Beginner Event 5: The 400-meter race

The 400-meter race is a common track event. You will therefore be asked to perform the very common task of reading from the registry and writing to the registry.

Event Scenario

You have all seen the warnings concerning writing information to the registry. Those warnings are designed to scare you, but they also are often associated with knowledge base articles related to fixing problems or enhancing functionality. The fact is that IT pros are regularly called upon to edit the registry in the course of their day-to-day tasks. If you have one computer to work with, there is no problem using the registry editor. But if you have several hundred or several thousand computers to work with, you have a problem. Scripting is a solution that can solve the problem of a thousand registry edits with a single click.
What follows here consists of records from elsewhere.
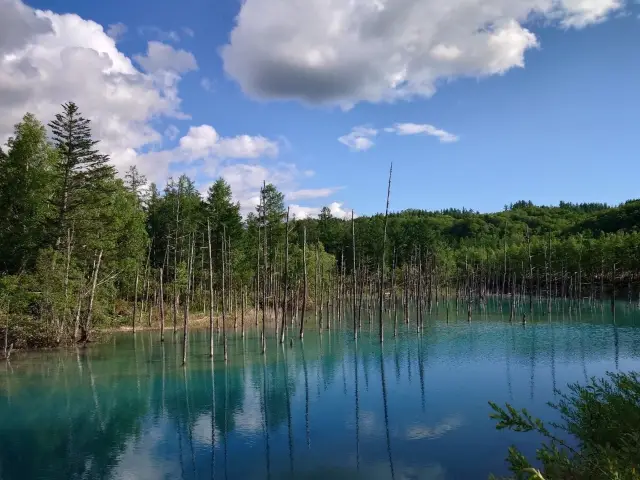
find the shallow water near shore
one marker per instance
(328, 407)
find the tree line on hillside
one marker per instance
(81, 249)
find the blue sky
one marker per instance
(544, 107)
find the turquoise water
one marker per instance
(327, 408)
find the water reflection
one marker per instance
(128, 409)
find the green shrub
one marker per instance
(603, 417)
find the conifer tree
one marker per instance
(82, 171)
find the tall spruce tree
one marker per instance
(25, 190)
(83, 173)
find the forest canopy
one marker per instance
(80, 245)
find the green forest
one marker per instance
(82, 249)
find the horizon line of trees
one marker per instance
(81, 248)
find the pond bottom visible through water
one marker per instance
(329, 407)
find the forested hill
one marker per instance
(456, 228)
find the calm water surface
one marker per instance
(328, 408)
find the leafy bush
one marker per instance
(603, 417)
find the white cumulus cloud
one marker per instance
(422, 129)
(47, 59)
(359, 139)
(117, 30)
(340, 53)
(163, 57)
(310, 193)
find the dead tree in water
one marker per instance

In this scenario, you will perform one of my favorite registry edits. You will find the current value of the number of simultaneous Internet Explorer download jobs. You will then increase this number to a different value.

Note: You really should back up the registry before beginning this exercise. Additionally, doing this exercise inside a virtual machine with Undo Disks enabled makes thing even easier. For the script, consider adding a test for the registry key to see if it exists. If it does not exist, create the registry key and set its value.

 

Advanced Event 5: The 400-meter race

Event Scenario

It seems that IT pros always need to read metadata for some reason or another. Metadata is everywhere. Metadata has nothing to do with Star Trek (captain, the aliens are attacking the metadata), rather it is data about data. One of the more familiar instances of metadata is the author field from Office Word, Excel, and PowerPoint. But digital pictures have lots of good metadata as well. The metadata available is somewhat dependent upon the camera used to take the pictures, but in general the camera model, data taken, F-stop, and other important pieces of information may be present on any given digital picture.

In this scenario you need to examine several pictures (in the Competitor's Pack) to determine which camera was used to take which photograph. You should display a list that provides the photo name, when it was taken, and the make and model of the camera.